Its not that Indigenous communities lack knowledge on issues and solutions regarding the environment. Indigenous communities understand the importance of preserving and conversing water for future generations. Traditional ecological knowledge has been passed on for generations that can help address water issues. As Haida elder and water advocate Guujaaw Notes, “We have to have a relationship with the land and water. Our people have lived here for thousands of years, and we have an understanding of how to live in balance with nature.”. It is essential that we listen to and learn from indigenous peoples and their traditional ecological knowledge to better understand how to protect and conserve water for future generations. The protection of water is not just a matter of environmental sustainability, but also a matter of human rights and cultural preservation.

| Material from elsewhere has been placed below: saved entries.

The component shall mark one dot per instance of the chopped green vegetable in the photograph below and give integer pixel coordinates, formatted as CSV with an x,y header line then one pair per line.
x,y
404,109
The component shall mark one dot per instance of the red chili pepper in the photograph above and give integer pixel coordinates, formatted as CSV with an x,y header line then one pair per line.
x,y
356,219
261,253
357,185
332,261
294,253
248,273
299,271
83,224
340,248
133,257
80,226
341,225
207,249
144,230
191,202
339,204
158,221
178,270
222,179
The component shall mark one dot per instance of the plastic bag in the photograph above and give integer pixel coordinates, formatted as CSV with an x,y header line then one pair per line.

Efforts to address Indigenous water issues require a holistic approach that recognizes the interconnectedness of water, land, and all living things. For many indigenous peoples, the destruction and contamination of water sources due to industrialization and development is a violation of their rights as well as a threat to their cultural identity. An Inuit leader Shelia Watt-Cloutier has stated, “Water is life, and its not just about the physical component of water. Its about the social, cultural, and spiritual aspects of water as well.”.

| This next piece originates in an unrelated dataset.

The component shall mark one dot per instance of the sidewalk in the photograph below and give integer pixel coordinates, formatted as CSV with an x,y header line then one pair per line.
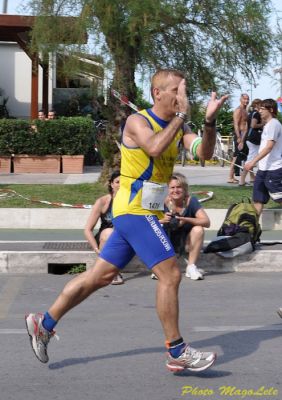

Indigenous communities in Canada and around the world continue to lead the way in protecting and conserving water. By listening to and learning from indigenous peoples and their traditional ecological knowledge, we can better understand how to protect and preserve this vital resource for future generations. Despite the efforts of Indigenous water advocates, there is still much work to be done to address indigenous water issues. According to the Council of Canadians, over 100 First Nations Communities in Canada continue to face boil water advisories, some for more than two decades.

Many indigenous communities have been fighting for their right to clean water for decades and their struggles continue today. Despite facing many challenged, Indigenous peoples around the world continue to protect and defend water as a sacred and essential part of their way of life. Their traditional ecological knowledge and practice are invaluable in the face of the current global water crisis, and it is crucial to recognize and respect their contributions to water conservation and sustainability.